Dr. H.H. (Harvey Harlow) Nininger started a system for the search of meteorites in the great plains of the States in the late 1920's to 1950's. He travelled in the chosen area and educated the local folks about the characteristics of the meteorites, identification and what to do if somebody found it. The technique was very successful and this enabled him to discover more than two hundred new meteorites. The majority of freshly discovered meteorites were of the stony type. In the latter 1960s, Roosevelt County , New Mexico in the Great Plains region was selected for finding new meteorites. One hundred forty (140) meteorites have been found in the region since 1967. Intriguingly, several meteorites were found in Antarctica between 1912 and 1964. This discovery has impassioned the search to find more meteorites in Antarctica. In 1969, the Tenth Japanese Antarctic Research Expedition found some meteorites in Antarctica. Another Japanese Antarctica expedition was first launched in 1974 for the search of more meteorites with great success. This team succeeded to recover about 700 meteorites while there. One or two dozen meteorites have also been found in the Nullarbor area of Western and Southern Australia before 1971.
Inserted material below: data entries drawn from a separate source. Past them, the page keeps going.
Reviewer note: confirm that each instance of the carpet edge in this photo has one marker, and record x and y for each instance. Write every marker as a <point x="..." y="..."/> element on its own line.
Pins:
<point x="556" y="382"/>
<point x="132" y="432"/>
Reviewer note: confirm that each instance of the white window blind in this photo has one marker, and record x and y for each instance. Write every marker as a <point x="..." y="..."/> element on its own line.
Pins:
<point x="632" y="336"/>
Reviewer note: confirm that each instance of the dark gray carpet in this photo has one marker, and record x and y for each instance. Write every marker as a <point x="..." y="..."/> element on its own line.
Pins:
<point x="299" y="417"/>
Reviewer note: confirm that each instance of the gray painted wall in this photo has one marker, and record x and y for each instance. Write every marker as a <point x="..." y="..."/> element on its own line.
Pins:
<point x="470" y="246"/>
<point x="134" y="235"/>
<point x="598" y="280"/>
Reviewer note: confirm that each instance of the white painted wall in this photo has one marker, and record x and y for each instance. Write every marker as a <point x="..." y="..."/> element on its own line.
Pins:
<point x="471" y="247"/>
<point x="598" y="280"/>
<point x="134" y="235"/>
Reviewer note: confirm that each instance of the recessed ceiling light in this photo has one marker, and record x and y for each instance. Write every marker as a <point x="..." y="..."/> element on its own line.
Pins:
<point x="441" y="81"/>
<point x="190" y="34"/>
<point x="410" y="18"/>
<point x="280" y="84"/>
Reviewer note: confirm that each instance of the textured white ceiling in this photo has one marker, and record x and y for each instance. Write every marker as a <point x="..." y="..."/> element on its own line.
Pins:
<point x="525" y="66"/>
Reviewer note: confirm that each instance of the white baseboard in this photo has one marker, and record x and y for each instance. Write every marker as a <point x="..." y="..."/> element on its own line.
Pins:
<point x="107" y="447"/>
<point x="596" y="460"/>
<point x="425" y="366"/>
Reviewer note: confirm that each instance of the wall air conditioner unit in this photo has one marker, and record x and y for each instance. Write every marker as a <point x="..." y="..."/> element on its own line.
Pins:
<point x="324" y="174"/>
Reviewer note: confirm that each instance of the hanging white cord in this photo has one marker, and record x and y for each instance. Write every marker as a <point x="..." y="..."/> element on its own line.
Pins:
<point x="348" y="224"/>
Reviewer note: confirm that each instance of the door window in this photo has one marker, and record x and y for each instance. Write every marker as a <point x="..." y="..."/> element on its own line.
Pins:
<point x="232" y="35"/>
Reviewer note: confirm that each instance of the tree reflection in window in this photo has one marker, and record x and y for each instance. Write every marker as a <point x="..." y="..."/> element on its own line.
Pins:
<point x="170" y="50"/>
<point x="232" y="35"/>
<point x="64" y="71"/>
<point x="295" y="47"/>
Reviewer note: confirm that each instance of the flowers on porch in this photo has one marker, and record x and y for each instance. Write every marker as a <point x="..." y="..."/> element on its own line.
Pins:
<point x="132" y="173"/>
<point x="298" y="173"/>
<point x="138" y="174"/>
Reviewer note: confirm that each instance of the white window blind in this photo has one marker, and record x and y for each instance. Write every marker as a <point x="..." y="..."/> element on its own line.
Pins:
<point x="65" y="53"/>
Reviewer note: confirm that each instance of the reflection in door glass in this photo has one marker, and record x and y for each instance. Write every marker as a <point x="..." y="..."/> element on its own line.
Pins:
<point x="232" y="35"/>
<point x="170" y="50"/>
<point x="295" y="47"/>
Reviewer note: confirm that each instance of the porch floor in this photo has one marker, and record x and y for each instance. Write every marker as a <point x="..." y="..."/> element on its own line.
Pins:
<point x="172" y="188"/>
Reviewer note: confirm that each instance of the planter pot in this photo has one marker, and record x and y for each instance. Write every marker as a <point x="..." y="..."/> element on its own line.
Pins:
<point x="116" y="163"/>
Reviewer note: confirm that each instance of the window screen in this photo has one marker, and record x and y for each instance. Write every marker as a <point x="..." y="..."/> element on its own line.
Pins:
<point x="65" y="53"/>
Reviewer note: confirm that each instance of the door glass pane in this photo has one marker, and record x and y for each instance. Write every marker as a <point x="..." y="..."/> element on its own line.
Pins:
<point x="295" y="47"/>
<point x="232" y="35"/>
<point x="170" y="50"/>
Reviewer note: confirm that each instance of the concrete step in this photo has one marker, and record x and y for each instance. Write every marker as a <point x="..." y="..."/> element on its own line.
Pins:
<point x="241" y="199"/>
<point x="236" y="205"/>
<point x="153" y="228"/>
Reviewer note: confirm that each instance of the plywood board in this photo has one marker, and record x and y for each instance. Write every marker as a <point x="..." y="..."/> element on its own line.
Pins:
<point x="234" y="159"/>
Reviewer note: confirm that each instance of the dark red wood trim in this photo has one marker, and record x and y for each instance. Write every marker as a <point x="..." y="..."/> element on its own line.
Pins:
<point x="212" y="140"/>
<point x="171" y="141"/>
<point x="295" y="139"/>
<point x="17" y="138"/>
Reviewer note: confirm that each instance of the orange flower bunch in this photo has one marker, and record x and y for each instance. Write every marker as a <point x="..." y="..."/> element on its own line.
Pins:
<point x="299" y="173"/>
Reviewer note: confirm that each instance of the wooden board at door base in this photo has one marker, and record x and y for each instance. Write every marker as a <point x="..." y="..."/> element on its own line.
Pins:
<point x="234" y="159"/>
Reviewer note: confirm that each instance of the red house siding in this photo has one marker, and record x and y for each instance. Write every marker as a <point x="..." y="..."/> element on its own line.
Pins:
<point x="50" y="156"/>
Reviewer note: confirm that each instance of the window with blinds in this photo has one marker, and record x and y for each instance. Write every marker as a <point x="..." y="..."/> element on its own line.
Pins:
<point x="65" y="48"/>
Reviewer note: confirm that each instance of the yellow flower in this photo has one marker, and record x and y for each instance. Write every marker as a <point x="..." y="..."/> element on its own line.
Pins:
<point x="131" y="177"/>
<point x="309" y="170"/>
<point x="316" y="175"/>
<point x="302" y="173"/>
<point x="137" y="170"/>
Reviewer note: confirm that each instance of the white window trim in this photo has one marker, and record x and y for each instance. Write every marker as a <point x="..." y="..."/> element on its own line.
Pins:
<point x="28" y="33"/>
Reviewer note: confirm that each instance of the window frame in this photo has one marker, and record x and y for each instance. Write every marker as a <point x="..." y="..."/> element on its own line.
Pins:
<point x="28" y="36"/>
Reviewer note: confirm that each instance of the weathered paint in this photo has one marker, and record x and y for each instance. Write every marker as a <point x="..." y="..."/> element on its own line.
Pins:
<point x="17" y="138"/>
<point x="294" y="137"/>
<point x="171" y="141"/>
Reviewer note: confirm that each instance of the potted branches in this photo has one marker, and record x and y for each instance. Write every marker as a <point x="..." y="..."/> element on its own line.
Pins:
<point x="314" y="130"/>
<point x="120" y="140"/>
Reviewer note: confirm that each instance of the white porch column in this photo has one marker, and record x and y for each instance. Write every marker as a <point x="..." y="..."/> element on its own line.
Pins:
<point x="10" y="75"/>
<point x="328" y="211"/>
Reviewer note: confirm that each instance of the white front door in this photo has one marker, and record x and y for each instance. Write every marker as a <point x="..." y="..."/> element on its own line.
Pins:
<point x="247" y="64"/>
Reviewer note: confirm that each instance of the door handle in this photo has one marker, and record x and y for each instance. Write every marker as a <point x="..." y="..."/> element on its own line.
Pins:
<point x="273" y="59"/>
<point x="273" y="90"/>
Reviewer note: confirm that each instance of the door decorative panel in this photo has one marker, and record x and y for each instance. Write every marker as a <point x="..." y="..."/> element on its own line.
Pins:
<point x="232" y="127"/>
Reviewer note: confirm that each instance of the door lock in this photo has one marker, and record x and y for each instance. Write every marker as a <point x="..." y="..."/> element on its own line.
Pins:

Tom one of the main contributors to the base data, as well as, to the development and enlargement of Satellite Treasure Map Info overlaid on Google Maps. Tom has accumulated this information thru many years of seeking out secret truths thru many varied sources.
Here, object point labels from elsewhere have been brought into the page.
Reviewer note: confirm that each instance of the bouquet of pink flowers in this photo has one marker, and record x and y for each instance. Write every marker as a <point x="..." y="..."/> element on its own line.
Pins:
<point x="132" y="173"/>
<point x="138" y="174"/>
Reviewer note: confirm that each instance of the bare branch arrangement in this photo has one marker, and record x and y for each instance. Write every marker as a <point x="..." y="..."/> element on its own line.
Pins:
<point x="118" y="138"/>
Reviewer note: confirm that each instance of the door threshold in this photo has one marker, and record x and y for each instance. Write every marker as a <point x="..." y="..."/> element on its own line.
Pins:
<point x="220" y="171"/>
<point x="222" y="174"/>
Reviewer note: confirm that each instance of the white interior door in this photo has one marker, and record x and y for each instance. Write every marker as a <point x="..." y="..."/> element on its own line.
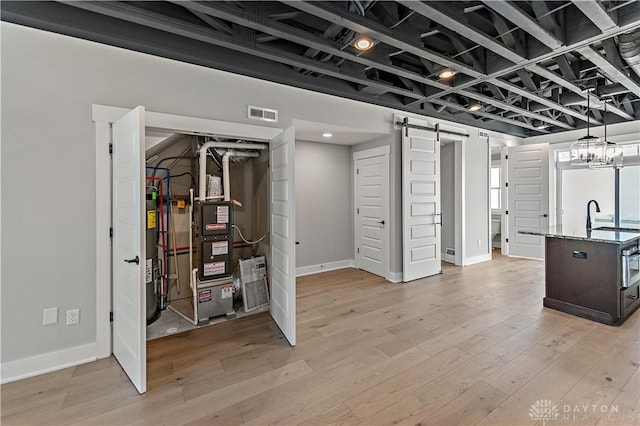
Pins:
<point x="421" y="215"/>
<point x="528" y="197"/>
<point x="283" y="254"/>
<point x="129" y="327"/>
<point x="372" y="214"/>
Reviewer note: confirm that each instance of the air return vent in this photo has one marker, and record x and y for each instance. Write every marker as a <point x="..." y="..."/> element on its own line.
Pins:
<point x="263" y="114"/>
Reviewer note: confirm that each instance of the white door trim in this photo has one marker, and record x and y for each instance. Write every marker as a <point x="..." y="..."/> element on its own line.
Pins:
<point x="103" y="116"/>
<point x="373" y="152"/>
<point x="385" y="151"/>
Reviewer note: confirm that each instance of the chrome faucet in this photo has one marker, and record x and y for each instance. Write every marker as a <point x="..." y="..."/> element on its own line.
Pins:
<point x="589" y="212"/>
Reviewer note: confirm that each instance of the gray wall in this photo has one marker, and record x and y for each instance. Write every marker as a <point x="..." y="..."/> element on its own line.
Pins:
<point x="476" y="196"/>
<point x="447" y="190"/>
<point x="49" y="83"/>
<point x="324" y="212"/>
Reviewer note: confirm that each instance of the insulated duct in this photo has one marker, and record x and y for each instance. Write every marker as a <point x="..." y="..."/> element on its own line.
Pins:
<point x="202" y="181"/>
<point x="629" y="46"/>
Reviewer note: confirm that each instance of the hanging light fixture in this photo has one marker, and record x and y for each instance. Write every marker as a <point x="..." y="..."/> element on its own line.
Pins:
<point x="612" y="153"/>
<point x="588" y="150"/>
<point x="363" y="43"/>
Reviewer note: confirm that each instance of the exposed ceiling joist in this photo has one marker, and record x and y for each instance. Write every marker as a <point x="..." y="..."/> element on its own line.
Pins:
<point x="597" y="13"/>
<point x="514" y="14"/>
<point x="520" y="60"/>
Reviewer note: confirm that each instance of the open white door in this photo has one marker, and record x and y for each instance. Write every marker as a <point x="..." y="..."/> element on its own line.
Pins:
<point x="421" y="215"/>
<point x="283" y="253"/>
<point x="129" y="326"/>
<point x="528" y="194"/>
<point x="372" y="211"/>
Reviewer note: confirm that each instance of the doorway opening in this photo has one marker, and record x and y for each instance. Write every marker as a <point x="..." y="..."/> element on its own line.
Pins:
<point x="203" y="267"/>
<point x="120" y="198"/>
<point x="371" y="216"/>
<point x="452" y="200"/>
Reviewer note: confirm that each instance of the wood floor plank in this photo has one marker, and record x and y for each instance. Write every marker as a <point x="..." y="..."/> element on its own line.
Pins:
<point x="626" y="405"/>
<point x="472" y="345"/>
<point x="550" y="384"/>
<point x="469" y="407"/>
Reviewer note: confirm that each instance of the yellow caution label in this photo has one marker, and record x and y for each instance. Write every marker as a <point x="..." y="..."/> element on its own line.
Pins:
<point x="151" y="219"/>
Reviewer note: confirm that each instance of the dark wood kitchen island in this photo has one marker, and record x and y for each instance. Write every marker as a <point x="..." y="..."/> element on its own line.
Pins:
<point x="583" y="273"/>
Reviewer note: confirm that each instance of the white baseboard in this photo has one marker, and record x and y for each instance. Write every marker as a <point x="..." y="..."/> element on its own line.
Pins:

We hope you identified the Meteorite you have been looking for today. We show a large range of gemstones such as Meteorite on our site. Everyday we scour the internet to locate the best deals for Meteorite and other gems using our web portals. If for any reason you can"t find what you were searching for today, check out our other pages and categories on the right hand side or use the search box. Thank you for visiting gemstone store.